Because a hypothetical end to the war in 2025, even under strategically favorable conditions for the Kremlin, but without the total and swift destruction of Ukraine, would be perceived by some as a defeat.
And it’s not about the population or half a million demobilized soldiers.
It’s not about the Russian army either.
This time, it’s no longer about infiltration or gradual local control.
It will be about the traditional snuffbox for the "tsar-father."
And the scariest part is the secrecy. The Kremlin clearly suspects someone has the snuffbox in their pocket, but the question is: who? Unfortunately, they will only know post-factum.
This is why the Kremlin dictator has repeatedly and hastily stated such "negotiation conditions" that no one would sign, not even as a "starting package."
Because there will be no Ukrainian capitulation, everyone understands this, even Trump. And without such a capitulation, any peace agreement is just a snuffbox.

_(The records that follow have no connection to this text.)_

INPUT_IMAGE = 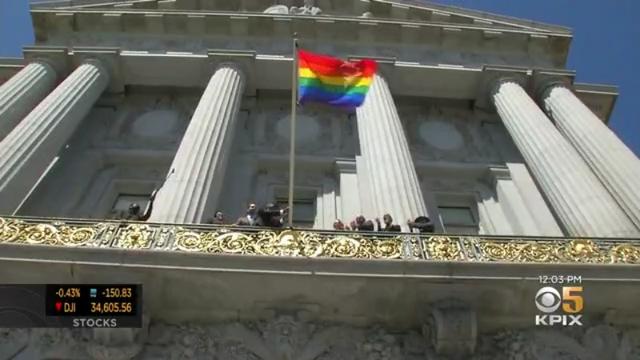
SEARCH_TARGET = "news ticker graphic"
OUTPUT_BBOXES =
[534,275,584,326]
[0,284,142,328]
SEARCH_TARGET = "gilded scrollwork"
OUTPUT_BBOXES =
[424,236,463,261]
[0,217,640,264]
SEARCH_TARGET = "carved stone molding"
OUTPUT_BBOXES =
[401,106,500,163]
[0,217,640,264]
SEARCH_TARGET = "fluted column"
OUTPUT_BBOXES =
[149,64,245,223]
[543,84,640,228]
[493,81,638,237]
[0,60,109,214]
[0,61,57,140]
[356,75,427,231]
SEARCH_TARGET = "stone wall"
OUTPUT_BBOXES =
[0,314,640,360]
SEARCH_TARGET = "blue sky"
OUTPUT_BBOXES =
[0,0,640,155]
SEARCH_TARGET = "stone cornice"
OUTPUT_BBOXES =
[31,8,572,38]
[31,9,571,64]
[32,0,571,34]
[0,217,640,265]
[0,46,616,121]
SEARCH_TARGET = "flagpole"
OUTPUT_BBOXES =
[288,33,298,227]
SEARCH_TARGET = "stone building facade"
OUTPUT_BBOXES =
[0,0,640,360]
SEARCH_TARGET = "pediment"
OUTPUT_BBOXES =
[31,0,570,34]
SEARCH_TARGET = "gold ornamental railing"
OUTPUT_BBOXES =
[0,217,640,264]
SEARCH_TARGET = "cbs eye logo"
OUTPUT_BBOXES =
[535,286,584,326]
[535,286,584,314]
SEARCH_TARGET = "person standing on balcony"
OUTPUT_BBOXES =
[407,216,434,233]
[207,210,224,225]
[236,203,258,226]
[125,189,158,221]
[351,215,374,231]
[376,214,400,232]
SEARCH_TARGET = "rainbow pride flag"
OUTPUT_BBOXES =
[298,50,378,108]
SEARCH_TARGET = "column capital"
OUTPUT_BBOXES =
[72,47,124,93]
[532,69,575,102]
[22,46,69,78]
[476,65,531,110]
[335,158,356,174]
[204,49,256,94]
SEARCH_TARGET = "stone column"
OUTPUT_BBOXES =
[149,64,245,224]
[0,61,57,141]
[542,84,640,228]
[492,80,638,237]
[0,60,109,214]
[356,75,428,231]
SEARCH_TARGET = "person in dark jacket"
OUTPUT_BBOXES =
[376,214,400,232]
[236,203,258,226]
[407,216,434,233]
[258,203,287,228]
[126,189,158,221]
[351,215,375,231]
[207,210,224,225]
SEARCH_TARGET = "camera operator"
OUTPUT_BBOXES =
[258,203,287,228]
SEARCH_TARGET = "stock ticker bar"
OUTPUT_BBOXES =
[0,284,142,328]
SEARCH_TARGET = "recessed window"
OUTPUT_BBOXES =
[108,194,150,219]
[438,206,478,234]
[275,189,317,229]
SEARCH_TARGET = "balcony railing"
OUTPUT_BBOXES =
[0,217,640,264]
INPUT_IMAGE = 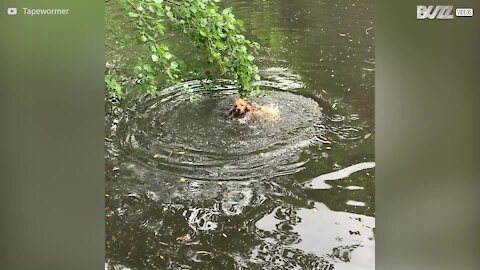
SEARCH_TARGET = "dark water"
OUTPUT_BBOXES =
[105,0,375,270]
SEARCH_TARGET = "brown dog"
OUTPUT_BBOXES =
[226,98,254,118]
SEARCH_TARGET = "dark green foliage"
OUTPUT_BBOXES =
[110,0,260,98]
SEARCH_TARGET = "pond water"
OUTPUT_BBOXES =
[105,0,375,270]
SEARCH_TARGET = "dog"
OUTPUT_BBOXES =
[226,98,253,118]
[226,98,280,122]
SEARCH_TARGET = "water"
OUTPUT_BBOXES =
[105,0,375,270]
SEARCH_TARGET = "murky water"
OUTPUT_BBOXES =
[106,0,375,270]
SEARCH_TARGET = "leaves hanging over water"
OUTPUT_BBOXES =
[108,0,260,97]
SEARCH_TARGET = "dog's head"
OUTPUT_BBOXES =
[230,98,252,117]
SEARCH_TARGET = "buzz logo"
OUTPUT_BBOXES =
[417,6,453,20]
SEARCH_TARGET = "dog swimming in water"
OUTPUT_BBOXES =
[225,98,280,122]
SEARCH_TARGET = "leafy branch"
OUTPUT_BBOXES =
[110,0,260,99]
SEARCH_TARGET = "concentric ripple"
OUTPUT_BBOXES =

For example, the Kremlin took trillions to the war. Has anyone lost trillions in the war? A ceasefire without capitulation would mean that the Kremlin won’t pay off all those "card debts."
Because there’s nothing to pay with. The only unique resource the Kremlin could use for this, it will not receive in 2025. We won’t give it to them.
Therefore, the real plan of the Kremlin is purely a war to the end of the lives of those who started it. The current leadership will not accept any "compromise" conditions to end the situation. They are driven by fear.
Given this, we can model certain strategies for the "negotiations" process, because fear is a bad advisor.
An imitation of "negotiations" will take place, but we must go through this stage.
This is necessary to maintain diplomatic or, more importantly, moral advantages for our partners and neutrals.
But nothing more will come from it.
So, here's a very brief summary:
There will be a lot of bad, but not so much disgraceful.
We hold much more power than we even realize.
Certain shifts in the current situation toward a different dimension will not be as the Kremlin desires, and certainly not by "Victory Day" (complete capitulation by May 9th according to the first criminal plan, fake "elections and referendums" on capitulation after "agreements"—according to the second).
Real, and of course, less tragic changes will not happen before September.
Especially if we learn how to get by without the luxuries (brioche).
About the author. Borys Babin, Ukrainian scientist, public and political figure, doctor of legal sciences, professor.
The editors do not always share the opinions expressed by the blog authors.